Gardaí are appealing for the owner of a bright yellow corn snake to come forward after the reptile was found in Lucan, west Dublin, yesterday.
The brightly coloured serpent is currently being cared for at the National Exotic Animal Sanctuary in Co Meath.
Kevin Cunningham is manager of the facility and told RTÉ: "The gardaí who brought the snake here named it Lucan after the suburb where it was found.
"We don't know yet if it is male or female but Lucan is being warmed up on a heat pad in a vivarium at the moment and has settled in well.
"It has a few minor injuries but is otherwise in good condition."
The sanctuary's newest arrival will be treated to a dinner of defrosted frozen mice later - "for snakes, that meal is one of their favourites, a bit like steak and chips for humans," he added.
Mr Cunningham said that because Lucan is technically lost property, "we will have to keep him here for a year and a day - unless someone comes forward to claim him in the meantime".
He said that when people lose snakes "often they are a bit reluctant to admit it has happened and tell their neighbours".

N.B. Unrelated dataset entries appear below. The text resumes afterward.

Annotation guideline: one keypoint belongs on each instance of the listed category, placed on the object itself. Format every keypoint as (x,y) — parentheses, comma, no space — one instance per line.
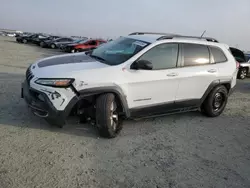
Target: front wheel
(107,116)
(242,74)
(215,102)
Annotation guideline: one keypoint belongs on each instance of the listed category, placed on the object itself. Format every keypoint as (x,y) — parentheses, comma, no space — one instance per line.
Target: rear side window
(195,54)
(218,54)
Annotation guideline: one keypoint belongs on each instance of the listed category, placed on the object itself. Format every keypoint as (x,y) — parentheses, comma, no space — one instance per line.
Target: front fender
(108,89)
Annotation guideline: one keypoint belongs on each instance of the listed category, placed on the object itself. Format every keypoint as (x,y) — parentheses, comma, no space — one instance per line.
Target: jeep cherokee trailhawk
(140,75)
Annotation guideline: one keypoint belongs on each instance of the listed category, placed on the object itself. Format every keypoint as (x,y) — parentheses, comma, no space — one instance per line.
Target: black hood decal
(66,60)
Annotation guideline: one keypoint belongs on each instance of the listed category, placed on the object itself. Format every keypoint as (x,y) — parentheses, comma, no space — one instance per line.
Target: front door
(154,89)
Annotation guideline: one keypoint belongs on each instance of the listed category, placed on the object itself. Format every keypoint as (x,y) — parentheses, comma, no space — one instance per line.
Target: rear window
(218,54)
(195,54)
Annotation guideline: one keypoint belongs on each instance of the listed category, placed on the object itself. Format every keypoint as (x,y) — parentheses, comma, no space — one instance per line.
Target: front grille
(29,75)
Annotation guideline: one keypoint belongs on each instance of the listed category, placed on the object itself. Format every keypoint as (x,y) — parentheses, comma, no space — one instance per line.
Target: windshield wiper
(97,57)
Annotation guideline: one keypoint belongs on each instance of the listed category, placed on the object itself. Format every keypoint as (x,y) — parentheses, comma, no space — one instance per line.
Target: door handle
(172,74)
(212,70)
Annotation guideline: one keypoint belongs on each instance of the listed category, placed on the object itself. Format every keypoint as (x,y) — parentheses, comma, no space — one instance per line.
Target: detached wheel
(53,46)
(215,102)
(41,44)
(107,118)
(242,74)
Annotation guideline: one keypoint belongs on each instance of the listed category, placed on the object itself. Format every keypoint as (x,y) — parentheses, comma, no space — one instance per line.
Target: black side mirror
(142,64)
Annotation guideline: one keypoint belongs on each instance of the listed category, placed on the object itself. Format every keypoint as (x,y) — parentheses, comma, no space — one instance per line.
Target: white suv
(140,75)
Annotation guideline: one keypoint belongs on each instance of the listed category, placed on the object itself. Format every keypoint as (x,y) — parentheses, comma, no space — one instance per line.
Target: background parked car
(84,46)
(30,38)
(80,41)
(58,42)
(242,60)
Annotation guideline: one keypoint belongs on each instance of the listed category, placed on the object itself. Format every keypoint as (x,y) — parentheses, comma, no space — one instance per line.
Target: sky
(226,20)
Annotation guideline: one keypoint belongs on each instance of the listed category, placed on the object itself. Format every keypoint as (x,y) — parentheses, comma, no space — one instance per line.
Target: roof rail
(150,33)
(191,37)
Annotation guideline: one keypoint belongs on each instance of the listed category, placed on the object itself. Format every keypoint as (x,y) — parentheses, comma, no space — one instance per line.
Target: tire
(215,102)
(242,74)
(41,44)
(53,46)
(107,107)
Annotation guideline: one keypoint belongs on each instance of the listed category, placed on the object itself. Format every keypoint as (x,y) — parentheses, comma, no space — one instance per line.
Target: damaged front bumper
(41,105)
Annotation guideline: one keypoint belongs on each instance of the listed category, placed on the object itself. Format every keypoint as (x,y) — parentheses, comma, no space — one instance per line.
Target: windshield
(119,50)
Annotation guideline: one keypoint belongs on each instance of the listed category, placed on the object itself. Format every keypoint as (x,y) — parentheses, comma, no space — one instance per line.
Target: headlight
(56,82)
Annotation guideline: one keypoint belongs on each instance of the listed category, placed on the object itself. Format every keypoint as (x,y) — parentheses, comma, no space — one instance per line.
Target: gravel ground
(185,150)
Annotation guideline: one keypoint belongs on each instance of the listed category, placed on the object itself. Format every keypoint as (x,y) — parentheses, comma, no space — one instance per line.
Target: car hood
(64,65)
(59,43)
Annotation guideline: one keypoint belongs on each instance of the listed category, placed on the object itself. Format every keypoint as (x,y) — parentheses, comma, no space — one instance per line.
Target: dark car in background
(80,41)
(84,45)
(58,42)
(47,39)
(33,38)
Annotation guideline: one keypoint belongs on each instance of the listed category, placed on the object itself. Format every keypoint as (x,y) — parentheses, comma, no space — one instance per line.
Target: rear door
(196,74)
(155,88)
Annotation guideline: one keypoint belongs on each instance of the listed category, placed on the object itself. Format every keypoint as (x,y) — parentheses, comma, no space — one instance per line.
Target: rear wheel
(107,116)
(242,74)
(215,102)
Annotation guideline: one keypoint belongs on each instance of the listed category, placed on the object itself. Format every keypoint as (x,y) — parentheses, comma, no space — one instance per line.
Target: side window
(195,54)
(163,56)
(218,54)
(61,40)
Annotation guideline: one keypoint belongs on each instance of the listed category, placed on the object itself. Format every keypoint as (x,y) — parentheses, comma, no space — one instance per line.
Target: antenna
(203,33)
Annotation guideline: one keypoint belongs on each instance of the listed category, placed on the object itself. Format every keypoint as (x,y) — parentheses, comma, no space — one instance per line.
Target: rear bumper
(41,105)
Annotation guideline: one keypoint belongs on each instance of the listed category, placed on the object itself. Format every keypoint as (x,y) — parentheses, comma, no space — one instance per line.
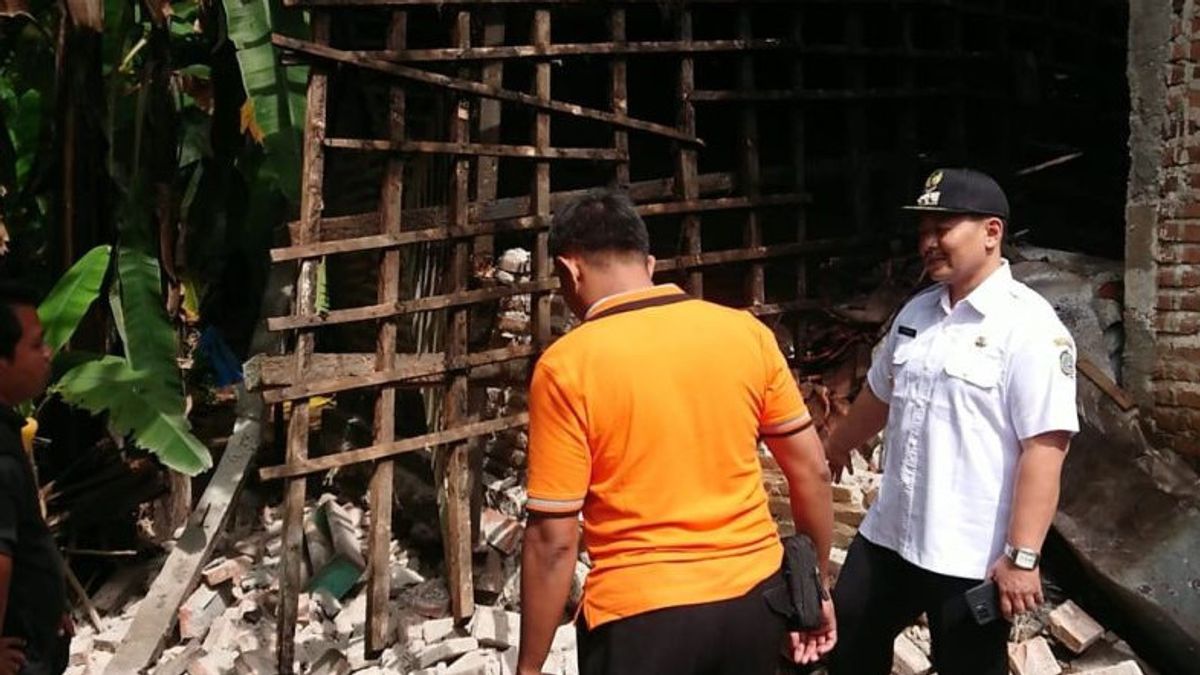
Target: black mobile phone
(984,602)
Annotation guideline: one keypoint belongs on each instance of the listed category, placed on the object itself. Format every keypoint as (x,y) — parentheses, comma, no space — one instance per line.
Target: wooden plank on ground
(179,575)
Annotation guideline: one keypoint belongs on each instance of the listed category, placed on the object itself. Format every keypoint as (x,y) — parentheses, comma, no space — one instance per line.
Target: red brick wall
(1175,246)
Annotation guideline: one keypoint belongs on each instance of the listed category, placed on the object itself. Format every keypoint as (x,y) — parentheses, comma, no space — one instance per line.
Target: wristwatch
(1023,559)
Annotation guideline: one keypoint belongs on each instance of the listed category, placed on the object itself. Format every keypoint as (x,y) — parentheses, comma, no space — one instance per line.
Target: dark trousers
(736,637)
(879,593)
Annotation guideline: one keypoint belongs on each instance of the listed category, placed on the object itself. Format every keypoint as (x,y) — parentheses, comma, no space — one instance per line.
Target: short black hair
(12,296)
(603,221)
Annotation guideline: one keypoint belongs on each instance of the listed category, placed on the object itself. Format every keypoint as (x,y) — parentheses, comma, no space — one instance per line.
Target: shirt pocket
(977,366)
(904,368)
(972,387)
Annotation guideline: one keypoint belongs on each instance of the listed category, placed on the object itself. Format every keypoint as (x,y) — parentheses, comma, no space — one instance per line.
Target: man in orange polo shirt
(647,419)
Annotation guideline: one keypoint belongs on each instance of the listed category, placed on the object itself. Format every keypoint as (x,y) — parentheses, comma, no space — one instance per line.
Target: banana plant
(139,392)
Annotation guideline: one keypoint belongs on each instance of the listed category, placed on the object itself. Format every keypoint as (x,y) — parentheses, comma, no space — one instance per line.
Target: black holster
(805,591)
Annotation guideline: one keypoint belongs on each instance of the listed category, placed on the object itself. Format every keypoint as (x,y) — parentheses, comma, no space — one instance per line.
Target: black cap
(961,191)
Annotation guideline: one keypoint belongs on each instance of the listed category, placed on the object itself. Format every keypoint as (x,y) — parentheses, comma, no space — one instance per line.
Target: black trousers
(879,593)
(736,637)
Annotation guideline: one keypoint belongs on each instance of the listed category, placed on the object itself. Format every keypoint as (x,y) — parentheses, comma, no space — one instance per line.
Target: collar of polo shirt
(988,294)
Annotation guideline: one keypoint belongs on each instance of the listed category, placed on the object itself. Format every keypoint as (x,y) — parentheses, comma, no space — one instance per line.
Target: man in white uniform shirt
(975,386)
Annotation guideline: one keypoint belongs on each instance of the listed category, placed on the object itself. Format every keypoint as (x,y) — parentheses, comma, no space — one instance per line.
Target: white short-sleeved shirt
(964,387)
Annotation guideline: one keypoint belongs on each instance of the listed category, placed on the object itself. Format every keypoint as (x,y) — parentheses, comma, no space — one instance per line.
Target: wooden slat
(456,481)
(762,252)
(371,312)
(334,230)
(685,157)
(618,93)
(799,168)
(539,202)
(443,148)
(311,205)
(490,111)
(271,372)
(783,95)
(375,453)
(379,490)
(751,174)
(617,47)
(475,88)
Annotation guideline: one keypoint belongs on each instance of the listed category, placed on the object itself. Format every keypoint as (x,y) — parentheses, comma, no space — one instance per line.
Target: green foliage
(276,94)
(150,340)
(67,303)
(135,406)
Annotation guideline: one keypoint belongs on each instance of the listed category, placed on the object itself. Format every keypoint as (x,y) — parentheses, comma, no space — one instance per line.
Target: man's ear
(994,230)
(570,268)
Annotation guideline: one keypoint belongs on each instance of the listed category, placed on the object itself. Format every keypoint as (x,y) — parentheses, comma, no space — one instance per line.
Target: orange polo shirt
(647,418)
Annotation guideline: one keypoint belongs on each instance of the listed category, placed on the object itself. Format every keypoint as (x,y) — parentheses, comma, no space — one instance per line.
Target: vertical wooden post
(749,172)
(907,118)
(486,168)
(618,96)
(381,488)
(540,198)
(799,173)
(457,465)
(311,207)
(687,186)
(858,181)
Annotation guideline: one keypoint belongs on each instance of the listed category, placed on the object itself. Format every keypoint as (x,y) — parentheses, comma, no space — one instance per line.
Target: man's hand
(809,646)
(1020,590)
(840,459)
(12,655)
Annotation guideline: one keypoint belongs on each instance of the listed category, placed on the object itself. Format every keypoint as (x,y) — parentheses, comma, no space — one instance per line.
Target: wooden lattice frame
(468,227)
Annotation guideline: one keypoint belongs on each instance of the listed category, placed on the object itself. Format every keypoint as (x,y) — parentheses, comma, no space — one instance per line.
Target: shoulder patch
(1067,362)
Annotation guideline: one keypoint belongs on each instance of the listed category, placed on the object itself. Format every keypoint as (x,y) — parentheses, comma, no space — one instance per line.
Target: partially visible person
(976,386)
(34,623)
(647,419)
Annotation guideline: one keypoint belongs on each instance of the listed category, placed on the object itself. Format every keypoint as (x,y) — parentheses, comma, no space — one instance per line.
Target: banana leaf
(67,303)
(274,93)
(150,339)
(136,406)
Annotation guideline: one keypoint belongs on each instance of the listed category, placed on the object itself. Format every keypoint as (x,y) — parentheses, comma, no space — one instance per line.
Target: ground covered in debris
(228,623)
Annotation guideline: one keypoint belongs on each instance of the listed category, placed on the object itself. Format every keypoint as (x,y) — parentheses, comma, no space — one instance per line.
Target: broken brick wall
(1163,220)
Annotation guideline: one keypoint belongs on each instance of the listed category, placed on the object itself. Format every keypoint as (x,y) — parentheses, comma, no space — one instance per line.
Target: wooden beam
(159,610)
(311,207)
(617,47)
(379,490)
(271,372)
(375,453)
(618,93)
(448,300)
(490,112)
(475,88)
(335,384)
(685,157)
(750,172)
(781,95)
(455,481)
(481,149)
(339,228)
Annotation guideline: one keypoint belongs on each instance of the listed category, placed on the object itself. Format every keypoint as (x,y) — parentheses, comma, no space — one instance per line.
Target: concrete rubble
(228,626)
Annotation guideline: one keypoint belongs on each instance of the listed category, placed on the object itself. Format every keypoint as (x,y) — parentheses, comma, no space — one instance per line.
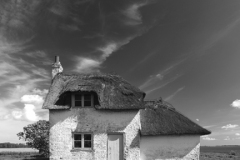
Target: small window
(82,140)
(82,99)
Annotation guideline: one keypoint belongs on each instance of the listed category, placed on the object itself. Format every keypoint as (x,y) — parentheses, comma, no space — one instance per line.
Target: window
(82,140)
(82,99)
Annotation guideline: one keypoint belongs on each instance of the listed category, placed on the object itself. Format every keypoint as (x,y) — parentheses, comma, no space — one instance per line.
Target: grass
(220,153)
(18,155)
(207,153)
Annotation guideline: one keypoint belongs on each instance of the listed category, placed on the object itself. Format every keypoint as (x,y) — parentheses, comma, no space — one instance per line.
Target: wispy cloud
(230,126)
(159,76)
(227,138)
(236,104)
(132,13)
(174,94)
(210,126)
(148,91)
(207,138)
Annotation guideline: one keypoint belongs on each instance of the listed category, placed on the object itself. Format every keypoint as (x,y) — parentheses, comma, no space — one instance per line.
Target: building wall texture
(64,122)
(185,147)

The good news is that corn snakes are not dangerous and are among the most common breed of snakes kept in Ireland.
"They come in a variety of colours due to breeding," said Mr Cunningham.
Mr Cunningham explained that snakes who escape outside during the winter tend to curl up somewhere safe and warm until the weather heats up.
"They are great escape artists - but people may not like to hear that!
"They are cold blooded so when it heats up outside, they emerge from their hiding place to bask in the sun. That is why this time of year is when snakes are most likely to be found."
The National Exotic Animal Sanctuary is currently being renovated so has very few snakes at present but at peak times, can house as many as 50 or more snakes.
"The smallest snake we ever had was a five-inch baby corn snake and the biggest was an 18-foot reticulated python," Mr Cunningham said.
Creatures in residence there at present include tortoises, turtles, tarantulas, scorpions, llama, emu, meerkats, eagle owls and Japanese tanuki racoons.
The sanctuary tries to rehome as many reptiles, insects and animals as possible.
"Unfortunately, animal welfare legislation is very outdated here - you need a licence for a dog but not a tiger," Mr Cunningham said.
"The situation is very different in Northern Ireland and the UK - regulations under the Dangerous Wild Animals Act there mean people have to get inspected and licensed to own unusual species."
He said the most unusual guests at the sanctuary in the past included crocodiles. "Believe it or not, but some people do keep them as pets."
Lucan Garda station is urging the owner of Lucan the snake to call 01-6667300.